Of peas and patterns

Image: Haplotype map of a portion of chromosome 5

A haplotype map of a portion of chromosome 5 that includes a gene involved in Crohn's disease. Each of the 11 haplotype blocks comes in two to four "flavors," represented by unique combinations of single nucleotide polymorphisms—places in the genetic code where DNA differs from one person to the next by a single letter. The dashed lines show common relationships between the blocks. The percentages indicate the occurrence of each of the common flavors found in the patients studied.

January 5, 2005

Tags: Genetics + Genomics

In the 19th century, mathematical formulas didn’t figure much into biology. But when Austrian monk Gregor Mendel crossed and counted his round and wrinkled peas, he found something unexpected: a pattern. His studies showed traits pass from parent to offspring in a predictable fashion, following well-understood rules of mathematics.

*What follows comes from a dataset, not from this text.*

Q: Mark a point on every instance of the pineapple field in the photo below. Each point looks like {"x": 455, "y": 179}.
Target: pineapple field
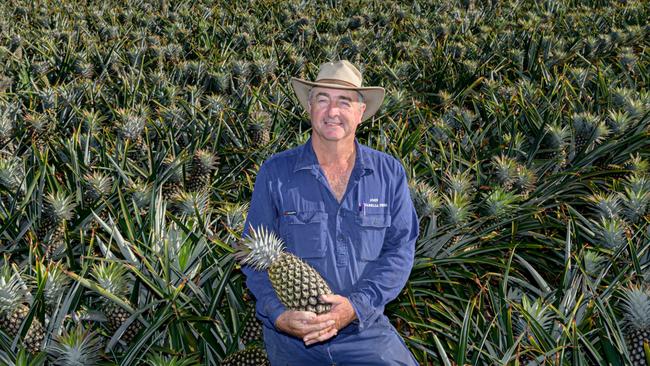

Carefully transferring pollen from flower to flower, he bred thousands of pea plants to study the patterns that appeared in succeeding generations. Round or wrinkled, green or yellow, short or tall. From these garden variety traits Mendel learned that pairs of characteristics organize and combine themselves in specific and predictable ways. His study, sadly ignored for years, helped establish the laws of heredity and, ultimately, the field of genetics. It also changed the way biologists approached their work. Mathematics and quantifiable measurement became part of the equation in biological studies.

Today, scientists poring over the human genome catalog are using mathematical and statistical analyses to discover additional patterns of genetic variability. What Mendel did with pencil, paper, and patience now is done with computers and sophisticated mathematical formulas. The studies are revealing combinations that can contribute to disease and point the way to new treatments.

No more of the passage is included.